While Profarma Distribuidora de Produtos Farmacêuticos's debt to EBITDA ratio (2.5) suggests that it uses some debt, its interest cover is very weak, at 2.1, suggesting high leverage. It seems clear that the cost of borrowing money is negatively impacting returns for shareholders, of late. Profarma Distribuidora de Produtos Farmacêuticos grew its EBIT by 2.1% in the last year. That's far from incredible but it is a good thing, when it comes to paying off debt. When analysing debt levels, the balance sheet is the obvious place to start. But you can't view debt in total isolation; since Profarma Distribuidora de Produtos Farmacêuticos will need earnings to service that debt. So when considering debt, it's definitely worth looking at the earnings trend.
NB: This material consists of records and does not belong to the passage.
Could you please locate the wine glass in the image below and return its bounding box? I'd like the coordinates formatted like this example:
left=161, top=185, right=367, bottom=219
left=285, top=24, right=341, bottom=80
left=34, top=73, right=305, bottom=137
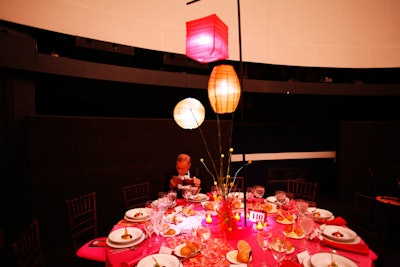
left=271, top=236, right=287, bottom=266
left=257, top=231, right=272, bottom=264
left=294, top=199, right=308, bottom=216
left=300, top=212, right=314, bottom=250
left=254, top=185, right=265, bottom=198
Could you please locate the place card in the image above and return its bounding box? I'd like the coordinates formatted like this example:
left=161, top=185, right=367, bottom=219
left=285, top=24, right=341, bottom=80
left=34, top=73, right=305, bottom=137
left=297, top=250, right=310, bottom=264
left=159, top=246, right=173, bottom=254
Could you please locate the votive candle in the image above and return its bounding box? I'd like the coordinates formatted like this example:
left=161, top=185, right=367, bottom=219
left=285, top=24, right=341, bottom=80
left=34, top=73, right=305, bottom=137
left=235, top=212, right=240, bottom=221
left=206, top=214, right=212, bottom=223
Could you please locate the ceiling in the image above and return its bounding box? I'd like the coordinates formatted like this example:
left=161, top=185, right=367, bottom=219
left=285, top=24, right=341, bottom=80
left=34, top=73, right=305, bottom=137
left=0, top=0, right=400, bottom=68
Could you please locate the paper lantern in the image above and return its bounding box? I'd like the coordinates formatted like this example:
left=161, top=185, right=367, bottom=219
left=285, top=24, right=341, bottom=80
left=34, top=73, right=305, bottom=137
left=174, top=97, right=205, bottom=129
left=186, top=14, right=229, bottom=63
left=208, top=65, right=241, bottom=114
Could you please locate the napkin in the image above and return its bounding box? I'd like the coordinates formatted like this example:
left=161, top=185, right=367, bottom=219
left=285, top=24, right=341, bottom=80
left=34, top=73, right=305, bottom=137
left=317, top=216, right=347, bottom=225
left=279, top=260, right=302, bottom=267
left=321, top=238, right=369, bottom=255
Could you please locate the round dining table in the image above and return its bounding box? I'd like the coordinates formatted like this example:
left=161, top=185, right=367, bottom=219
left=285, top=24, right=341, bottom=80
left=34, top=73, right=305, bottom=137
left=106, top=199, right=377, bottom=267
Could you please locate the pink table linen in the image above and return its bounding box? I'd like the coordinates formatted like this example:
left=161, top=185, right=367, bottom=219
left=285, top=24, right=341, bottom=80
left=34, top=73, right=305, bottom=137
left=106, top=200, right=377, bottom=267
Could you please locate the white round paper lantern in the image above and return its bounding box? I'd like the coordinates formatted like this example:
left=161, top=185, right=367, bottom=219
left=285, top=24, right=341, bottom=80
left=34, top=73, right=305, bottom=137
left=174, top=97, right=205, bottom=129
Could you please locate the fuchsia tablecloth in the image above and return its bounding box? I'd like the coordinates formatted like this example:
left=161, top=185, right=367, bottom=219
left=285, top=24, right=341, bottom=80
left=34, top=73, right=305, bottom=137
left=106, top=200, right=377, bottom=267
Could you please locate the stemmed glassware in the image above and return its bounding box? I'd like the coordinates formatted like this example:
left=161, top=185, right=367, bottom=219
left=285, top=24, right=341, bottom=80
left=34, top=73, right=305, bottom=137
left=275, top=190, right=286, bottom=208
left=257, top=231, right=272, bottom=265
left=254, top=185, right=265, bottom=198
left=300, top=212, right=314, bottom=252
left=271, top=236, right=287, bottom=266
left=294, top=199, right=308, bottom=216
left=196, top=226, right=211, bottom=262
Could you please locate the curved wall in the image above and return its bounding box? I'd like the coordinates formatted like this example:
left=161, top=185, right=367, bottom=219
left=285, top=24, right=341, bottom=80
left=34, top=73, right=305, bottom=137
left=0, top=0, right=400, bottom=68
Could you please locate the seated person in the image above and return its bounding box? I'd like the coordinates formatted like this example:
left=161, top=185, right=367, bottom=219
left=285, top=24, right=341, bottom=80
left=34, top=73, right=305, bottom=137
left=169, top=154, right=201, bottom=194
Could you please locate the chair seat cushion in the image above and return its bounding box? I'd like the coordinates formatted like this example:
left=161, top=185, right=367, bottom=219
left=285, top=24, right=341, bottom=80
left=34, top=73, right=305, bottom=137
left=76, top=237, right=107, bottom=262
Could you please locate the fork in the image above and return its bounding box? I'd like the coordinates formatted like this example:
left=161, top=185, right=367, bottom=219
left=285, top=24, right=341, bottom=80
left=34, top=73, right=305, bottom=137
left=110, top=245, right=138, bottom=254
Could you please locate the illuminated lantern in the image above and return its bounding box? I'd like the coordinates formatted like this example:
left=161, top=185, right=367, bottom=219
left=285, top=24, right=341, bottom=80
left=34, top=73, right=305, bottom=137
left=174, top=97, right=205, bottom=129
left=186, top=14, right=229, bottom=63
left=208, top=65, right=241, bottom=114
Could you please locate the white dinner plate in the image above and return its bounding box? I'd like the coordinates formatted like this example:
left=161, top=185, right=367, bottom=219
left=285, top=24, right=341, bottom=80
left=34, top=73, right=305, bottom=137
left=283, top=231, right=305, bottom=239
left=322, top=225, right=357, bottom=242
left=124, top=216, right=150, bottom=222
left=125, top=208, right=151, bottom=220
left=108, top=227, right=143, bottom=244
left=188, top=193, right=210, bottom=202
left=310, top=252, right=357, bottom=267
left=269, top=244, right=296, bottom=254
left=136, top=253, right=180, bottom=267
left=275, top=214, right=297, bottom=224
left=228, top=192, right=244, bottom=199
left=267, top=196, right=290, bottom=205
left=322, top=238, right=361, bottom=244
left=308, top=208, right=333, bottom=220
left=161, top=227, right=181, bottom=237
left=106, top=233, right=146, bottom=248
left=174, top=243, right=200, bottom=258
left=226, top=250, right=252, bottom=264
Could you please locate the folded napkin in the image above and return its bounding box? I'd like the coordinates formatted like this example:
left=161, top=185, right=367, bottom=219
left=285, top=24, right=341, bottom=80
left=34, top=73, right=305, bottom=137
left=317, top=216, right=347, bottom=225
left=321, top=238, right=369, bottom=255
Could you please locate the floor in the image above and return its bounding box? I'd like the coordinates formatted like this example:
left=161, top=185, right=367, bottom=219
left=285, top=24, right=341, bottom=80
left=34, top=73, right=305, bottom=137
left=0, top=197, right=400, bottom=267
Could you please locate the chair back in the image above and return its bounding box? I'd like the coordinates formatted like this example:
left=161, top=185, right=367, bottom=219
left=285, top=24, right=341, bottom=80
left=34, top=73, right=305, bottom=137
left=12, top=219, right=45, bottom=267
left=66, top=192, right=97, bottom=251
left=122, top=182, right=150, bottom=210
left=353, top=191, right=390, bottom=256
left=286, top=179, right=317, bottom=201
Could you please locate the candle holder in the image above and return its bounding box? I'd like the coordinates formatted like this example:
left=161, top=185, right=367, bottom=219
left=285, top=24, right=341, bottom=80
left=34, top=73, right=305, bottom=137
left=206, top=213, right=212, bottom=223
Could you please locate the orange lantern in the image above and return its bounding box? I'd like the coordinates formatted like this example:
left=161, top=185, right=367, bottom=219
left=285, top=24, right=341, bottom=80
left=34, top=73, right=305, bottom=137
left=186, top=14, right=228, bottom=63
left=208, top=64, right=241, bottom=114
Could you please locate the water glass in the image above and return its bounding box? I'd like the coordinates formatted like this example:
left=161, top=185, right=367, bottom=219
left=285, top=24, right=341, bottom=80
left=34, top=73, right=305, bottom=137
left=294, top=199, right=308, bottom=216
left=257, top=231, right=272, bottom=264
left=300, top=213, right=314, bottom=250
left=271, top=236, right=287, bottom=266
left=275, top=190, right=286, bottom=207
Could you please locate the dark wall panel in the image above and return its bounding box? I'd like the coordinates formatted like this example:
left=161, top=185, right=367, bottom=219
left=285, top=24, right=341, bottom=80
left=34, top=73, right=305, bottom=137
left=29, top=116, right=230, bottom=250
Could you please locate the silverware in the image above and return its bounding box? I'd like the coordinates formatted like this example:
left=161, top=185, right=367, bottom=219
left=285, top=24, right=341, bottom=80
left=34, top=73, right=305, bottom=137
left=110, top=245, right=138, bottom=254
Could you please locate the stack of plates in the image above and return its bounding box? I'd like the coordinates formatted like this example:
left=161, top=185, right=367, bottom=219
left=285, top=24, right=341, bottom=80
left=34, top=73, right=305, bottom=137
left=308, top=208, right=333, bottom=221
left=267, top=196, right=290, bottom=205
left=136, top=254, right=181, bottom=267
left=322, top=225, right=361, bottom=244
left=124, top=208, right=151, bottom=222
left=106, top=227, right=145, bottom=248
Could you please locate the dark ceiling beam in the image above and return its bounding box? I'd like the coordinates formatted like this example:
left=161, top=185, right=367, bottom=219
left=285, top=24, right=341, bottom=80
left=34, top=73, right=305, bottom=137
left=0, top=29, right=400, bottom=96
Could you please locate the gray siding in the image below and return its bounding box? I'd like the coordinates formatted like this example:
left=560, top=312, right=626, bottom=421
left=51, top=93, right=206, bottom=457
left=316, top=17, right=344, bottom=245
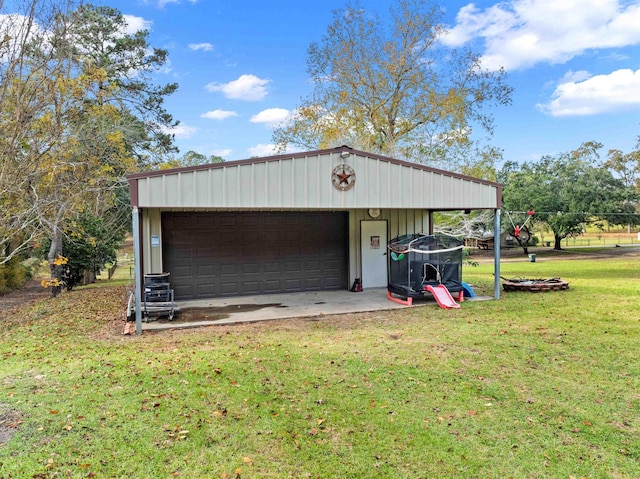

Click here for an interactive snapshot.

Finally, a business needs free cash flow to pay off debt; accounting profits just don't cut it. So we clearly need to look at whether that EBIT is leading to corresponding free cash flow. Over the last three years, Profarma Distribuidora de Produtos Farmacêuticos saw substantial negative free cash flow, in total. While that may be a result of expenditure for growth, it does make the debt far more risky.

Our View

On the face of it, Profarma Distribuidora de Produtos Farmacêuticos's level of total liabilities left us tentative about the stock, and its conversion of EBIT to free cash flow was no more enticing than the one empty restaurant on the busiest night of the year. Having said that, its ability to grow its EBIT isn't such a worry. It's also worth noting that Profarma Distribuidora de Produtos Farmacêuticos is in the Healthcare industry, which is often considered to be quite defensive. Overall, it seems to us that Profarma Distribuidora de Produtos Farmacêuticos's balance sheet is really quite a risk to the business. For this reason we're pretty cautious about the stock, and we think shareholders should keep a close eye on its liquidity. The balance sheet is clearly the area to focus on when you are analysing debt. But ultimately, every company can contain risks that exist outside of the balance sheet. These risks can be hard to spot. Every company has them, and we've spotted 2 warning signs for Profarma Distribuidora de Produtos Farmacêuticos (of which 1 can't be ignored!) you should know about.

Of course, if you're the type of investor who prefers buying stocks without the burden of debt, then don't hesitate to discover our exclusive list of net cash growth stocks, today.